World

Unfazed by arrest warrant, Putin’s visit to Mariupol is all for the cameras

Vladimir Putin’s visit to Mariupol comes in the week that he was indicted by the International Criminal Court for the trafficking of children to all intents and purposes – and comes off the back of his visit to Crimea on Saturday for the ninth anniversary of its illegal annexation.

This appears to be a show of strength, a chance for Putin to show his audience back home that he is undeterred and unfazed by the arrest warrant issued for war crimes.

It’s all for the cameras – it’s to send a message back home that not only is it business as usual for him, but that he can go wherever he wants, including into mainland Ukraine.
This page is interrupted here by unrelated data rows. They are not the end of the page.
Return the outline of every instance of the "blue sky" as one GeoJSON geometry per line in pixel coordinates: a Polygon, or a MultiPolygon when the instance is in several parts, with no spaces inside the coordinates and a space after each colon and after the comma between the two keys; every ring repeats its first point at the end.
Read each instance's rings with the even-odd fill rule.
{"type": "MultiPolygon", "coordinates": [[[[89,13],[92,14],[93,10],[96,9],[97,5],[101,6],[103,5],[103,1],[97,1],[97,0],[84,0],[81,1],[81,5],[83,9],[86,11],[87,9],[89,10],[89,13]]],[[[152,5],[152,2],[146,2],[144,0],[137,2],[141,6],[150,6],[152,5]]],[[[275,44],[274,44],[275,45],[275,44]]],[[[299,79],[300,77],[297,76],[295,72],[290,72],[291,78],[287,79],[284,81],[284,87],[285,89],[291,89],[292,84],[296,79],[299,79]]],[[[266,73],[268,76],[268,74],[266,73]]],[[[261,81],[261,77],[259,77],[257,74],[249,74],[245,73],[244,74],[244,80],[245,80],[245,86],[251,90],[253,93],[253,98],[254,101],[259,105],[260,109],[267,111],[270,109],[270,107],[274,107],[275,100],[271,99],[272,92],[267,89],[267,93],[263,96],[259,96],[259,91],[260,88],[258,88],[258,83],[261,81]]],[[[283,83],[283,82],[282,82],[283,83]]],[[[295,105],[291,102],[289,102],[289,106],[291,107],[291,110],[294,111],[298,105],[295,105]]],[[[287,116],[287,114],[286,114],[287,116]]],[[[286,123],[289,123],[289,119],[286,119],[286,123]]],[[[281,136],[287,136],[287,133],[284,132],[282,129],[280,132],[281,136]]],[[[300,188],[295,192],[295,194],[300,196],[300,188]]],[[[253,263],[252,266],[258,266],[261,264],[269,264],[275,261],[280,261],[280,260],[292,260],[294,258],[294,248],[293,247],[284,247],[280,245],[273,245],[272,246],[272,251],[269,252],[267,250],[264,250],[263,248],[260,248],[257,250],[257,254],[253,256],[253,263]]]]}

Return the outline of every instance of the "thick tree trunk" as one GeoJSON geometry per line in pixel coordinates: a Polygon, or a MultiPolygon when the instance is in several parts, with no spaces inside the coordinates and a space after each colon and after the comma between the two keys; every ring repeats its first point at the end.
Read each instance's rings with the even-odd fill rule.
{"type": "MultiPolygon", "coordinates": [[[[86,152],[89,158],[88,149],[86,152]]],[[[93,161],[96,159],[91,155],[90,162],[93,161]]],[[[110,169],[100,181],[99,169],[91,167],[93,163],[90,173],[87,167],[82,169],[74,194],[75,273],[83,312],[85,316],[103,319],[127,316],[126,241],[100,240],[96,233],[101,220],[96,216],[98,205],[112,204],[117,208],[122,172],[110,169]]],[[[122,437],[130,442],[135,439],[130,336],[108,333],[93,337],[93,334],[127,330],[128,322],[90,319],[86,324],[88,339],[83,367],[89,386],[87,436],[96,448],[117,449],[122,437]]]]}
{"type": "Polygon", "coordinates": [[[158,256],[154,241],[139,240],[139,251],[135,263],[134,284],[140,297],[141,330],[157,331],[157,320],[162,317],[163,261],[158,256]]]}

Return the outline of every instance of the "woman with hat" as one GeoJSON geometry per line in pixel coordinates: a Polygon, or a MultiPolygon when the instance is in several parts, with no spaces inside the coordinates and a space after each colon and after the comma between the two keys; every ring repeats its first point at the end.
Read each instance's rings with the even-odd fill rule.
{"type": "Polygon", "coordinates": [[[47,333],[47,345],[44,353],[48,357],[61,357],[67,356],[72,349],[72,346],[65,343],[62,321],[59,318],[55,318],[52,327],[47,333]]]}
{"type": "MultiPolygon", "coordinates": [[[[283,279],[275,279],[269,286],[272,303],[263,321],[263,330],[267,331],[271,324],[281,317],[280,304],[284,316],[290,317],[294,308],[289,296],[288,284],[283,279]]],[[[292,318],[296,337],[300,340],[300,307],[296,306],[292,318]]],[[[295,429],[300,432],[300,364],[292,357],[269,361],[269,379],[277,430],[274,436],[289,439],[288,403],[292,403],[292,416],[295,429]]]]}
The Russian president has mainly been in Moscow throughout this war.

He hasn’t gone to the frontlines really, in contrast to Volodymyr Zelenskyy, the Ukrainian president, who often goes to the frontline to boost the morale of his troops.

Mariupol is significant for Russia because it’s the only large city they hold in mainland Ukraine – it’s their only real “victory” in this war of attrition.
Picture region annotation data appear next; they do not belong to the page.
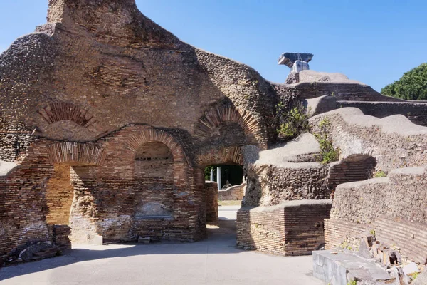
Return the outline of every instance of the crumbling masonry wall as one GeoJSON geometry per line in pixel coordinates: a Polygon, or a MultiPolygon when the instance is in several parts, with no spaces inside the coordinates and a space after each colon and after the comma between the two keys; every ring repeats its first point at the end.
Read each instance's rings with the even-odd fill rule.
{"type": "Polygon", "coordinates": [[[400,248],[404,256],[427,260],[426,167],[392,170],[389,177],[337,187],[330,219],[325,220],[328,249],[347,241],[357,249],[360,239],[374,232],[381,242],[400,248]]]}
{"type": "Polygon", "coordinates": [[[342,157],[364,154],[376,160],[376,167],[387,172],[395,168],[427,164],[427,128],[402,115],[379,119],[357,108],[344,108],[310,119],[313,132],[325,118],[332,128],[329,136],[342,157]]]}
{"type": "Polygon", "coordinates": [[[331,200],[285,202],[238,212],[237,246],[280,255],[311,254],[325,243],[331,200]]]}

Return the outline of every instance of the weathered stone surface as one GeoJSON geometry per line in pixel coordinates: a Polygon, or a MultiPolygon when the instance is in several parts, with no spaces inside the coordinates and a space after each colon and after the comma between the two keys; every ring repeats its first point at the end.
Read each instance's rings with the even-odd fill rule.
{"type": "Polygon", "coordinates": [[[245,188],[246,183],[243,182],[238,185],[231,186],[227,189],[221,189],[218,191],[218,199],[221,201],[241,200],[245,196],[245,188]]]}
{"type": "Polygon", "coordinates": [[[325,118],[332,126],[330,137],[342,157],[369,154],[376,159],[376,167],[386,172],[427,164],[427,127],[415,125],[401,115],[379,119],[359,109],[345,108],[311,118],[313,131],[318,131],[320,122],[325,118]]]}

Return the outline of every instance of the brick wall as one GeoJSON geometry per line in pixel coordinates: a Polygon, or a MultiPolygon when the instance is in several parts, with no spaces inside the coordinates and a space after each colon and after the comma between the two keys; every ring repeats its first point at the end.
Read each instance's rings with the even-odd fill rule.
{"type": "Polygon", "coordinates": [[[225,190],[218,191],[218,199],[221,201],[241,200],[245,196],[246,183],[231,186],[225,190]]]}
{"type": "Polygon", "coordinates": [[[323,220],[330,200],[288,201],[243,207],[237,214],[237,245],[281,255],[310,254],[325,242],[323,220]]]}
{"type": "Polygon", "coordinates": [[[46,187],[46,205],[48,224],[68,225],[74,187],[70,181],[70,165],[55,165],[53,175],[46,187]]]}
{"type": "Polygon", "coordinates": [[[29,145],[21,165],[0,179],[0,260],[28,242],[51,239],[45,193],[53,166],[46,147],[43,140],[29,145]]]}

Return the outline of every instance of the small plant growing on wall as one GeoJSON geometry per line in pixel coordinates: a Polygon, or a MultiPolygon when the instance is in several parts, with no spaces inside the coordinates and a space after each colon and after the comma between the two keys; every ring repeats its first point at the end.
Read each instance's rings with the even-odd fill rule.
{"type": "Polygon", "coordinates": [[[308,131],[309,115],[300,103],[295,104],[289,112],[283,112],[283,108],[281,103],[278,104],[278,112],[282,113],[280,122],[283,122],[278,129],[279,138],[290,140],[308,131]]]}
{"type": "Polygon", "coordinates": [[[374,176],[374,178],[385,177],[386,176],[387,176],[387,175],[386,174],[386,172],[384,172],[381,170],[379,170],[378,171],[376,171],[375,173],[374,173],[373,176],[374,176]]]}
{"type": "Polygon", "coordinates": [[[318,158],[320,162],[327,164],[337,161],[339,158],[339,148],[334,147],[332,141],[329,136],[332,124],[327,118],[325,118],[319,123],[319,132],[315,133],[315,137],[319,142],[320,155],[318,158]]]}

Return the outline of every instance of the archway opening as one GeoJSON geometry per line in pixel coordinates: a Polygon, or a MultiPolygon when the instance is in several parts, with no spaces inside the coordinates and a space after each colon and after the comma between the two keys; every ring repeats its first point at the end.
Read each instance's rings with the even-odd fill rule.
{"type": "Polygon", "coordinates": [[[236,238],[237,212],[241,207],[245,188],[242,165],[224,164],[205,167],[209,239],[236,238]]]}

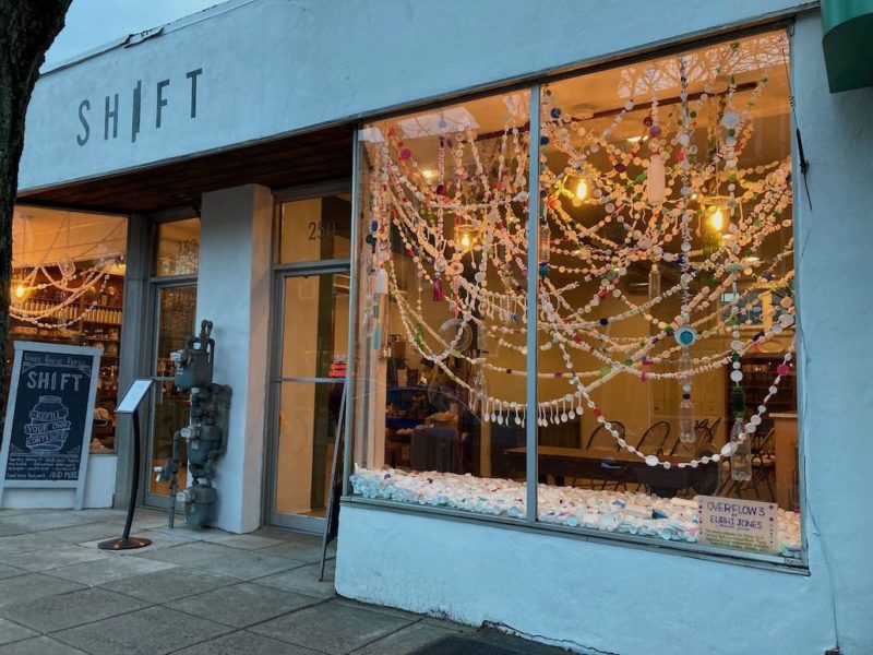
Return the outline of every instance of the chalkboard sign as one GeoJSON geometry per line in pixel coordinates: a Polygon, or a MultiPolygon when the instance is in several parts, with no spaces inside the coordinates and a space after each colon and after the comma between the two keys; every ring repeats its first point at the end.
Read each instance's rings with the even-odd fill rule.
{"type": "Polygon", "coordinates": [[[0,450],[0,508],[13,487],[74,488],[82,509],[99,348],[15,342],[0,450]]]}

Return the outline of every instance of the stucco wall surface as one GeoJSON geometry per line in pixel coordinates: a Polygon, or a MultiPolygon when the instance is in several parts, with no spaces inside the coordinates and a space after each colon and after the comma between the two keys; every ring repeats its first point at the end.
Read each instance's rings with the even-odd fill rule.
{"type": "Polygon", "coordinates": [[[20,187],[272,138],[805,4],[234,0],[130,47],[47,72],[27,114],[20,187]],[[202,72],[193,75],[191,118],[188,75],[195,71],[202,72]],[[166,103],[159,128],[158,98],[166,103]]]}

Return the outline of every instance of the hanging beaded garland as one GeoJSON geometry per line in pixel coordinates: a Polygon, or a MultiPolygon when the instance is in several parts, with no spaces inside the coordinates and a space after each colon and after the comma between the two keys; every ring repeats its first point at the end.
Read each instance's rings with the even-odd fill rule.
{"type": "Polygon", "coordinates": [[[541,132],[534,135],[541,151],[538,190],[527,188],[531,134],[526,103],[516,96],[504,102],[497,132],[479,134],[475,121],[451,111],[440,114],[431,130],[416,122],[415,130],[431,140],[403,124],[415,121],[381,130],[367,148],[372,172],[364,264],[374,347],[384,334],[379,327],[387,317],[379,312],[387,294],[408,343],[466,390],[482,420],[522,426],[529,418],[546,426],[589,410],[620,448],[651,466],[696,467],[730,456],[738,441],[755,432],[790,373],[791,160],[740,165],[768,74],[740,84],[738,72],[751,69],[737,44],[716,47],[710,56],[717,64],[687,55],[653,64],[608,121],[574,115],[545,86],[541,132]],[[669,102],[660,97],[665,75],[674,76],[679,88],[669,102]],[[702,91],[691,92],[692,76],[702,91]],[[638,105],[634,96],[645,102],[638,105]],[[636,120],[638,136],[614,138],[636,120]],[[435,160],[435,169],[426,160],[435,160]],[[527,270],[530,192],[540,204],[537,271],[527,270]],[[766,254],[774,242],[778,252],[766,254]],[[415,274],[414,301],[398,279],[403,260],[415,274]],[[641,269],[647,281],[643,301],[632,291],[641,269]],[[527,324],[530,274],[538,276],[534,326],[527,324]],[[432,301],[457,319],[454,335],[429,324],[422,300],[428,287],[432,301]],[[459,349],[462,333],[470,329],[476,348],[459,349]],[[528,374],[524,365],[503,364],[509,354],[526,355],[528,329],[546,337],[538,348],[557,349],[563,366],[536,374],[567,384],[565,393],[536,407],[501,397],[494,392],[500,385],[488,384],[491,376],[528,374]],[[641,452],[591,398],[620,376],[672,380],[681,397],[680,440],[690,444],[695,380],[728,369],[741,389],[740,360],[769,341],[786,342],[777,376],[742,436],[719,453],[671,464],[641,452]],[[695,349],[702,343],[709,352],[695,349]],[[498,353],[507,355],[498,359],[498,353]],[[450,358],[471,367],[469,382],[450,358]],[[591,360],[594,367],[579,365],[591,360]]]}

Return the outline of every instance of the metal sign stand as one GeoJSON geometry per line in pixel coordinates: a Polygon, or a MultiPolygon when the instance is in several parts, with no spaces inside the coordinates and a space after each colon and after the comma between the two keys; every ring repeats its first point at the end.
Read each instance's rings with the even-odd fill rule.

Mariupol was also the scene of terrible fighting this time last year, and there are an awful lot of allegations of war crimes there that Putin may well have to answer to in future as well.

This war is grinding on, and all indicators from both sides are that it could go on for a long time.

But Ukraine has been determined to take back Mariupol since the day they lost it to Russian forces, and they are showing no signs of giving up that hope.

Read more:
Arrest warrant issued for Putin over alleged war crimes
What the arrest warrant really means for the Russian leader
How steelworks turned into the final outpost in the brutal battle for Mariupol

And while people here will be disturbed by what they see, waking up to these pictures of Putin strolling around Mariupol, you could argue there is not much Putin does that surprises them any more – it’s the type of thing they might expect from him.

I don’t think it makes much difference to them anyway: the country remains united, they hate the war, but they remain determined to keep fighting.

And President Putin turning up in occupied territory in Ukraine is not going to change that, if anything it will probably make them more determined that he never gets to do it in future again.